Cosa l'ha attratto nel testo di Montalban sul "Che"?
"Sono rimasto affascinato prima dalla musica di Flaco Biondini, che aveva inserito il pezzo in una compilation su Guevara. Il testo in spagnolo è basato su parole dei discorsi del Che e mi è sembrato molto buono".

In Una canzone spiega il difficile mestiere di scrivere un testo. La sua scrittura, con gli anni, si è fatta più densa, più profonda, più da poeta che da chansonnier.
"Forse ora somiglia più alla sceneggiatura di un film, non saprei dire. È più difficile di un tempo. Una volta ero velocissimo, adesso su una o due strofe ci posso star su parecchio, le lascio e poi ci ritorno. Un libro mi ci metto e lo scrivo, anche perché le date di consegna incombono. E lo scrivo al computer. Una canzone la devo scrivere sul foglio, devo avere un contatto fisico non solo con le parole, ma anche con i ghirigori che faccio quando non mi viene".
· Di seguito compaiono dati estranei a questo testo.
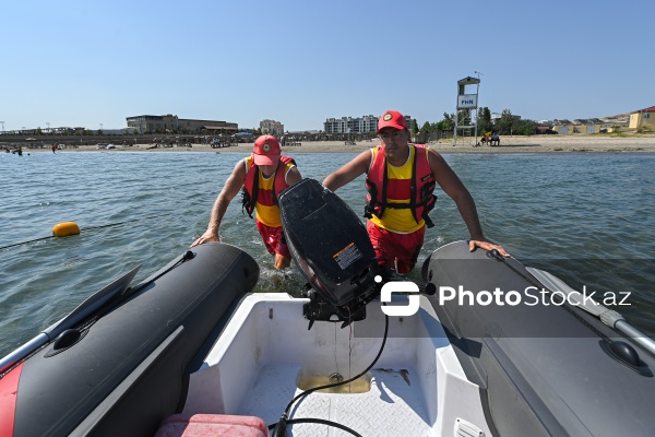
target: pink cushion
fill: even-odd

Al contro-festival di Mantova cosa va a fare?
"Non a cantare, vado solo a presentare il mio libro Cittanova blues, tutto qui".

E del Festival di Sanremo edizione Tony Renis cosa pensa?
"Non sono per i festival, ultimamente sono perplesso perfino del Club Tenco. Devo essere invecchiato, non riesco più a trovare lo spirito degli anni d'oro".

Come andranno le elezioni a Bologna?
"Dicono che non sarà una passeggiata, ma che alla fine vincerà Cofferati. Per scaramanzia nessuno si vuol sbilanciare troppo. I tassisti rischiano di essere la cartina di tornasole della vicenda: prima erano stanchi di Guazzaloca, ora sembra che ci abbiano ripensato. Ma Cofferati mi pare una persona degna e preparatissima. Sono andato in giro per la città con lui, per spiegargli cos'è la Cirenaica, il quartiere dov'è anche la mia via Paolo Fabbri".

Il prossimo tour sarà lungo e a pezzetti come piace a lei?
"Sono una persona di buon senso e se girassi ogni sera, come fanno molti colleghi, sarei costretto a ripetermi. Amo improvvisare e lo posso fare solo centellinando le esibizioni. Un giorno ho chiesto a Giorgio Gaber: ma tu come fai? Aveva uno spirito molto diverso dal mio. Certi artisti soffrono lontani dal palco".